A possible tipping point for the decision to send armed reinforcements came from a gang-related blockade of Varreux fuel terminal north of Port-au-Prince, a storage facility that is one of Haiti’s largest fuel distribution centers. The terminal owners announced Saturday that “armed men” had attacked their installations and fled with more than 28,000 gallons of petroleum products.
The images of Canadian equipment landing in Port-au-Prince recalls the scenes in February of 2020 when US forces delivered armored vehicles to then-president Jovenel Moïse that he subsequently used to crack down on a broadening protest movement against his plans to consolidate a presidential dictatorship.
Equipment delivered to the Moïse government was transferred directly into the hands of G9 and Chérizier, a former officer of the HNP who would become a henchman of Moïse in terrorizing the population and crushing dissent. Among the most infamous terror campaigns launched by G9 and sanctioned by Moïse were an August–September 2020 massacre that left 22 dead, and the April 2021 massacre staged in the Bel Air slum of Port-au-Prince.

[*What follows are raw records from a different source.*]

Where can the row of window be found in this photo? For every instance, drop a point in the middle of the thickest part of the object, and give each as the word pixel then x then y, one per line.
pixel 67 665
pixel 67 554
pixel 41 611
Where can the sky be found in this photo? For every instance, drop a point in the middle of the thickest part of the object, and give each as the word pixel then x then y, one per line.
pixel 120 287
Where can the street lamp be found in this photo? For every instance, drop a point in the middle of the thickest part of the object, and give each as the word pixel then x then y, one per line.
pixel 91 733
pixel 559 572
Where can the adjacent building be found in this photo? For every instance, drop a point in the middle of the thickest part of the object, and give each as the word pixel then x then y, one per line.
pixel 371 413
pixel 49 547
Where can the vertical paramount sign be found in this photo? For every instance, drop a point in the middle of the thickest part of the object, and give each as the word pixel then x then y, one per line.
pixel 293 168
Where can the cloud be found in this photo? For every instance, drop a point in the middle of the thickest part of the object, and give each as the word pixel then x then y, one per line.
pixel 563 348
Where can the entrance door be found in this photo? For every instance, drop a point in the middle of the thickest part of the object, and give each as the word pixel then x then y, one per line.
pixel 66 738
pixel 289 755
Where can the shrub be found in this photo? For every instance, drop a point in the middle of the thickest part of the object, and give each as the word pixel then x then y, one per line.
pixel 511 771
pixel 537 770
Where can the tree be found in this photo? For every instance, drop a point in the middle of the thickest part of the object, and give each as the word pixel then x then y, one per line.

The phony claim that the sending of arms to Haiti is necessary to assist the HNP in combatting gang violence is refuted by the violent repression the police has meted out to protestors throughout the wave of demonstrations prompted by the ever-worsening economic situation, including last month’s elimination, at the behest of the IMF, of oil price subsidies.
Last week police shot at protestors demonstrating against a foreign military intervention, killing at least one young woman.
The reality is that the thuggish gangs share deep connections with significant sections of Haiti’s National Police dating back at least to Moïse’s regime. According to a survey conducted by Sant Karl Lévêque, a human rights organization, an estimated 40 to 60 percent of police officers have connections with gangs.
The US media’s coverage of the social disaster unfolding in Haiti has increasingly sought to exploit the gang violence to justify a colonial-style occupation of Haiti aimed at reasserting Washington’s domination in its Caribbean “backyard.”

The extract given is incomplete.